Concludendo la dichiarazione con: “Mi assumo la responsabilità di coltivare la nuova Internazionale proletaria nelle carceri greche e nei campi di concentramento dei migranti. Ci sono molte strade nella vita, una di queste può portare a delle rivoluzioni: la strada della guerriglia”, ha concluso l’anarchico Dimitris Chatzivasileiadis, riportando le parole di una donna combattente della comunità di resistenza Mapuche in Cile: “Concludo con le parole di una compagna della comunità Mapuche in Cile che ha imbracciato le armi contro il colonialismo, in occasione della 2ª Conferenza internazionale delle donne per il confederalismo democratico, che si è tenuta il 9 novembre, un mese fa, a Berlino, con la partecipazione di donne combattenti provenienti da 41 Paesi. La compagna Nijol Longo. “Il termine terrorista è una strategia degli Stati per delegittimare le lotte per l’autodeterminazione dei popoli, lotte che sfidano i poteri dello Stato e che mostrano alternative per la costruzione di società democratiche antistatali. Questo non per far apologia del termine terrorismo, ma per onorare tutto il vasto movimento e i suoi nuovi soggetti (le donne) a cui, come dicono loro stesse, questo secolo appartiene.”

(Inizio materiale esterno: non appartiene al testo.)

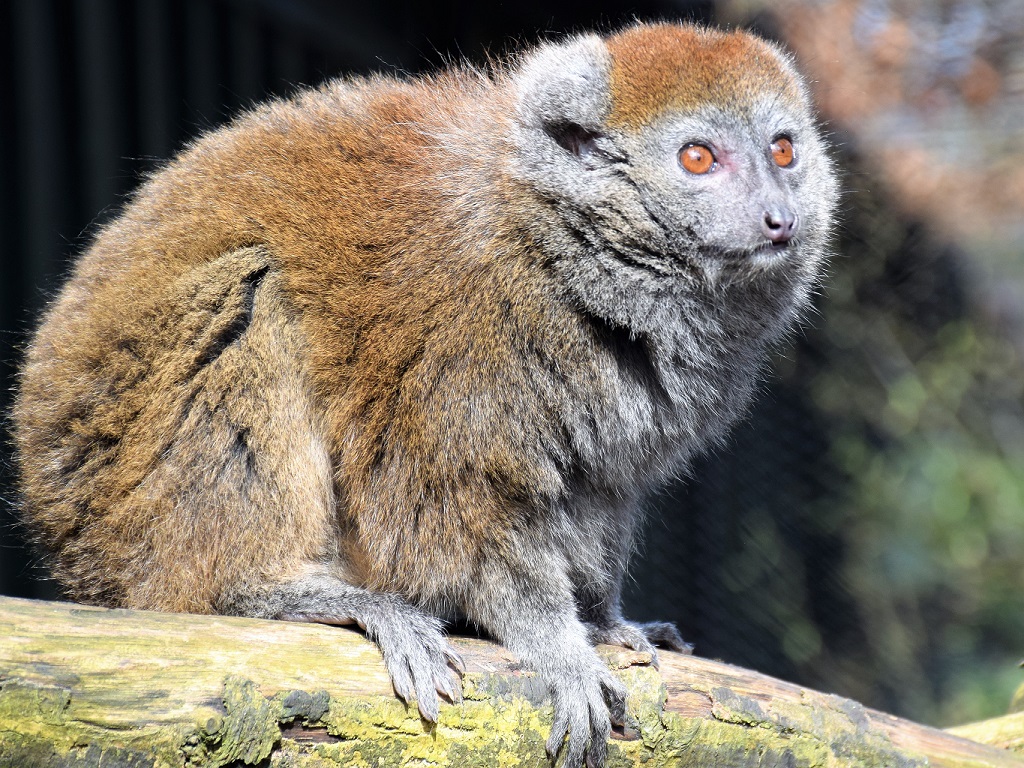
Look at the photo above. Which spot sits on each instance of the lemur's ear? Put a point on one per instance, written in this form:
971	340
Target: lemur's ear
565	86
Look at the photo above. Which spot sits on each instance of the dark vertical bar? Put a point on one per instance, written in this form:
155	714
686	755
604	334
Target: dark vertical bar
204	71
102	121
287	64
156	83
247	56
42	162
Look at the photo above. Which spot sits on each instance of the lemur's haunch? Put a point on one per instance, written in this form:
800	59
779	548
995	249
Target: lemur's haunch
393	349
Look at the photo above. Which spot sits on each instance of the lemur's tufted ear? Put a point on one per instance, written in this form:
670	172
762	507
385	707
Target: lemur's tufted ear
565	85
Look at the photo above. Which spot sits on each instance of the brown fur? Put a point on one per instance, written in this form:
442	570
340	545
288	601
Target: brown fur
390	349
645	80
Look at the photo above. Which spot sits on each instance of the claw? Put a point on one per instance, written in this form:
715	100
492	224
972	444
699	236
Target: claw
456	660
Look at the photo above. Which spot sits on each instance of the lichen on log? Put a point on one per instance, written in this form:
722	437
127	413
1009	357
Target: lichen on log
91	687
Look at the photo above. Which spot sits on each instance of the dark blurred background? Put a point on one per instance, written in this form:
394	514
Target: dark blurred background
863	530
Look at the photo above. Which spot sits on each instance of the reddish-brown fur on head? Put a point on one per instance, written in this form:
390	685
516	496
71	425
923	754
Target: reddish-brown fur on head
663	68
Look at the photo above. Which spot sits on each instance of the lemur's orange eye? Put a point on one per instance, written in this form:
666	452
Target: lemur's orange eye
696	159
781	152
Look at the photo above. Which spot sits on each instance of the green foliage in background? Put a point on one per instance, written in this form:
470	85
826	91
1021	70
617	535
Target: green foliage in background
923	400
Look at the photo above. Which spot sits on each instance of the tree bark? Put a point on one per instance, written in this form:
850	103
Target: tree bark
83	686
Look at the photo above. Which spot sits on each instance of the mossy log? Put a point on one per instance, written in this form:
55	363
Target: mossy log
83	687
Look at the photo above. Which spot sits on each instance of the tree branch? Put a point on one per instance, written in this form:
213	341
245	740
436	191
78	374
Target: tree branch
90	686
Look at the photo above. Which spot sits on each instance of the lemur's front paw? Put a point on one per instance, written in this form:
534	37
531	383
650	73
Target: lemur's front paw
586	706
642	637
418	658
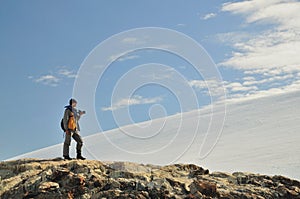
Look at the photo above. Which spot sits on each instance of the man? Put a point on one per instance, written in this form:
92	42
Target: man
70	122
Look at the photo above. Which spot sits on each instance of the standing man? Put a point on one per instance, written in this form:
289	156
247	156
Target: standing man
70	122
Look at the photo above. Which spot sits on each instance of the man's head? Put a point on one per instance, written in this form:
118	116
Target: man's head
73	102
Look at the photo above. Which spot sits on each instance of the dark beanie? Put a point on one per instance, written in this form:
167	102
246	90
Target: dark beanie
71	101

“[…] La principale flessibilità offerta dalla via della guerriglia non è quella della fuga, ma piuttosto quella di una risposta più immediata ed efficace alle necessità che si presentano. [..] Dodici guerriglieri, arrivati in tempo a Shengal (2), costituirono una massa critica sufficiente per dare una svolta alla guerra. Colui che si è fatto carico del bene di tutta la comunità e ha pugnalato al cuore il tiranno, Caserio (3), portava in sé una massa enorme, accumulata in innumerevoli anni. O come ha detto il compagno Bonanno: “Io so chi ha ucciso il commissario Luigi Calabresi… quelle migliaia di compagni, e altri, che erano lì alla tomba 434, settore 76, del cimitero Manziore di Milano, tutti abbiamo premuto il grilletto”.
Solidari
(1) Il comunista che, il 6 settembre 1966, accoltellò e uccise il primo ministro del Sudafrica, architetto dell’Apartheid.
(2) Riferimento alla resistenza al genocidio degli Yezidi da parte del Daesh nel 2014.
(3) Anarchico italiano giustiziato nel 1894 dopo aver pugnalato a morte il presidente francese in risposta alla repressione omicida degli anarchici e al massacro degli operai da parte dello Stato francese.